Ads by Google Ads by Google

Former U'una'i head Wagner to be sentenced in April

Former acting executive director of the now defunct U’una’i Legal Service Corporation David Wagner has been ordered by a federal court to appear in April for sentencing, now that his co-conspirators have pled guilty and to be sentenced in late March.

Wagner, 47, pled guilty in March 2010 at the federal court in St. Louis, Missouri, to stealing $31,292 under one count of criminal information charging him with theft of federal grant funds which were provided by the federal Legal Service Corporation (LSC) and the U.S. Justice Department.

Sentencing for Wagner, who is out on bail and has been living in Missouri, has been postponed twice.

Prosecutors and Wagner's defense attorney filed a joint motion recently with the federal court in St. Louis, as ordered by the court in July 2001, on the status of Wagner's case for sentencing.

The motion states that the case against Wagner arose out of an investigation concerning alleged fraud and theft of federal funds at U’una’i and the case will be ready for sentencing after Mar. 27, 2012.

Wagner agreed to cooperate with the government in any and all matters concerning this investigation, as part of his plea agreement, which included him being a government witness in the U.S. Justice Department’s case against co-conspirators Julie and Andrea Matau, which was filed in December 2010 at the federal court in Oakland, Calif.

“In the months leading up to the trial date in [the Matau] case, the government anticipated that Mr. Wagner would be an important government witness at trial,” the motion says.

The trial date for the Matau case was originally set for November last year but was continued to Jan. 9, 2012. 

In December, however, Julie and Andrea Matau “entered guilty pleas by way of a package-deal plea disposition” in which Julie pled guilty to one count of wire fraud of approximately $150,000 and Andrea pled guilty to one misdemeanor count of theft of federal funds.”

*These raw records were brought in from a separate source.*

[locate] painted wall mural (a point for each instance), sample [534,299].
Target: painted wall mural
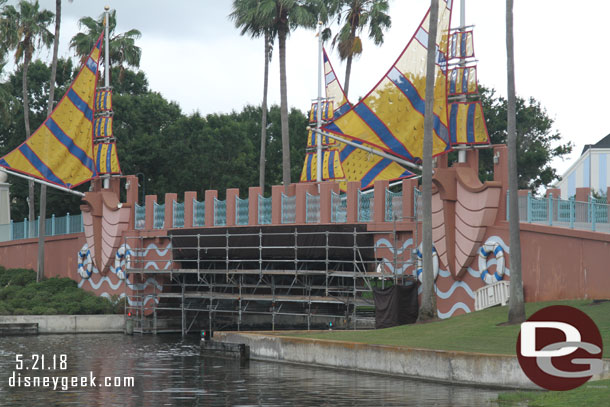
[454,296]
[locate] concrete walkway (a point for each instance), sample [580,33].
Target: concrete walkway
[495,371]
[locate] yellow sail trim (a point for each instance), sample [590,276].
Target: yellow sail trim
[106,159]
[60,151]
[391,116]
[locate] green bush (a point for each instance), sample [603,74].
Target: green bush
[19,277]
[20,294]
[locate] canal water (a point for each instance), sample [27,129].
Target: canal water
[169,371]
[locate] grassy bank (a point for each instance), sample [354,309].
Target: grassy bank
[20,294]
[590,394]
[475,332]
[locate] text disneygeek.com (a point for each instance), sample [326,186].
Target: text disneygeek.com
[39,362]
[69,382]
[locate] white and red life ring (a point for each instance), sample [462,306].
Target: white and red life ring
[488,248]
[85,262]
[122,261]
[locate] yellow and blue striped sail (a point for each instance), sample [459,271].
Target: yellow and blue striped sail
[391,116]
[467,123]
[60,151]
[102,127]
[331,166]
[334,90]
[106,159]
[103,100]
[357,165]
[366,168]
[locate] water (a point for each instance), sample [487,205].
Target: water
[169,371]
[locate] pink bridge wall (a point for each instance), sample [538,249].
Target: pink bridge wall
[60,254]
[558,263]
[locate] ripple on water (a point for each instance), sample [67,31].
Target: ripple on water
[169,371]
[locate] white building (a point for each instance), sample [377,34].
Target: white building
[591,170]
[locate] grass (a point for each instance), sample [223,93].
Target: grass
[590,394]
[478,332]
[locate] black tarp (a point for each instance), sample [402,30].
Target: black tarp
[274,242]
[396,305]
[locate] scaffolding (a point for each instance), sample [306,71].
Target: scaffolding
[266,277]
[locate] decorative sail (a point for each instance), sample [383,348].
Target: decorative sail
[334,90]
[60,151]
[355,164]
[391,116]
[331,166]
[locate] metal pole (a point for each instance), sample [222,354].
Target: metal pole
[462,153]
[16,174]
[106,68]
[370,150]
[319,108]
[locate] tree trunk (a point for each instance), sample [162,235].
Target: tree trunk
[55,52]
[43,188]
[348,65]
[516,305]
[284,111]
[26,102]
[428,307]
[41,232]
[26,118]
[262,162]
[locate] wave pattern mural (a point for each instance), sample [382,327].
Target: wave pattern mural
[454,297]
[111,286]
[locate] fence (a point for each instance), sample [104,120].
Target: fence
[54,226]
[591,215]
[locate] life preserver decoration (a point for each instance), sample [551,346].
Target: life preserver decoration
[484,252]
[85,262]
[122,261]
[420,263]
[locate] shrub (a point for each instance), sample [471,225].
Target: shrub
[20,294]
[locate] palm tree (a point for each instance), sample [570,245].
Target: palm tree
[123,50]
[356,15]
[516,304]
[24,30]
[283,16]
[43,187]
[245,15]
[428,308]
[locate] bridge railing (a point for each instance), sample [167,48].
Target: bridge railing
[54,226]
[594,214]
[298,204]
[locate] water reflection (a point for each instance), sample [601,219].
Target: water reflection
[168,371]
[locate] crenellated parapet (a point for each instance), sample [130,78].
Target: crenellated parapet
[303,203]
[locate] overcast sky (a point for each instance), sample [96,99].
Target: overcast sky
[192,54]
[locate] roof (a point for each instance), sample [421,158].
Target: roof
[603,143]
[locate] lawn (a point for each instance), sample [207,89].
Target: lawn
[479,332]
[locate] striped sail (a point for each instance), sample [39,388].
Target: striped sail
[106,158]
[391,117]
[331,166]
[60,151]
[334,90]
[356,165]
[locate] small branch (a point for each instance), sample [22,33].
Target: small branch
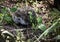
[47,31]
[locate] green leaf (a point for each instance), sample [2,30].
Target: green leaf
[39,20]
[13,9]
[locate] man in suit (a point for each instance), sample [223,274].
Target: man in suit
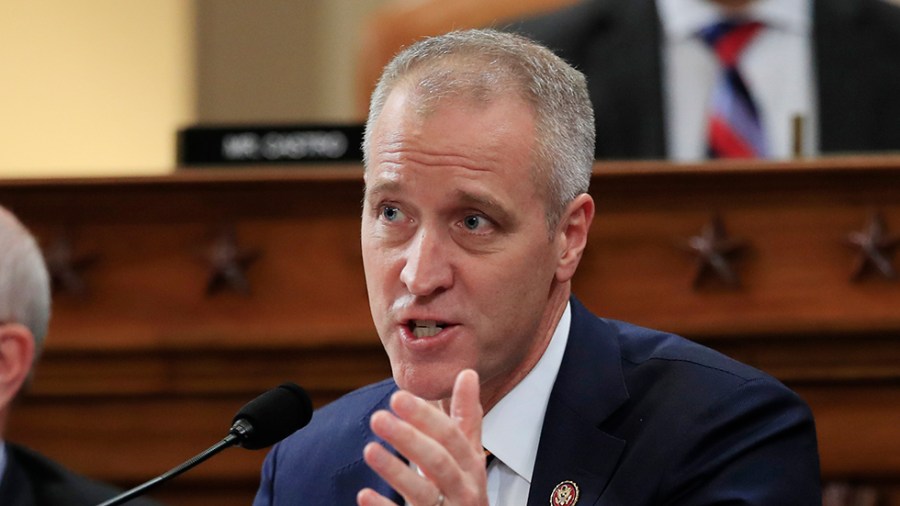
[27,478]
[479,149]
[831,62]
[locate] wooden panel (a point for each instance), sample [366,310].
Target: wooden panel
[146,369]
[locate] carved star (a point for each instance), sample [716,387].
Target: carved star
[876,248]
[229,264]
[714,250]
[65,267]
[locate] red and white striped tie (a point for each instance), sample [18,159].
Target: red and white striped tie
[734,130]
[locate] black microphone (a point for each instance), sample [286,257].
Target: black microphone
[262,422]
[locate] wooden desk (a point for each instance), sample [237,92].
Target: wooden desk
[146,369]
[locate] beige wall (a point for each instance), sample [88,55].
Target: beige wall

The motion states that sentencing for the Matau mother and daughter is set for Mar. 27.

The motion asked for a sentencing date for Wagner and recently U.S. District Carol E. Jackson in St. Louis set sentencing for Apr. 2.

According to Wagner's 15-page plea agreement, the former U'una'i acting executive director, from 2005 and September 2007, agreed to pay $31,292 restitution - the amount of federal funds the government says Wagner claimed in salary advances he was not entitled to and never repaid.

At the time Wagner asked for and received the $31,292, the defendant “knew that he had no legal entitlement to demand or receive these funds, nor did he have any intention of repaying these funds” to U’una’i, the plea agreement states.

In the event restitution is not paid in full by the date of sentencing, Wagner consents to an entry of a personal money judgement handed down by the court in the amount equal to the sum of the remaining balance.

The plea agreement also recites that the maximum penalties for the crime Wagner pled guilty to, are 10 years imprisonment, a fine of $250,000 or a fine of twice the pecuniary gain or loss; and three years supervised release.

The court has discretion on imposing any sentence after considering federal sentencing guidelines and Policy Statements promulgated by the United States Sentencing Commission.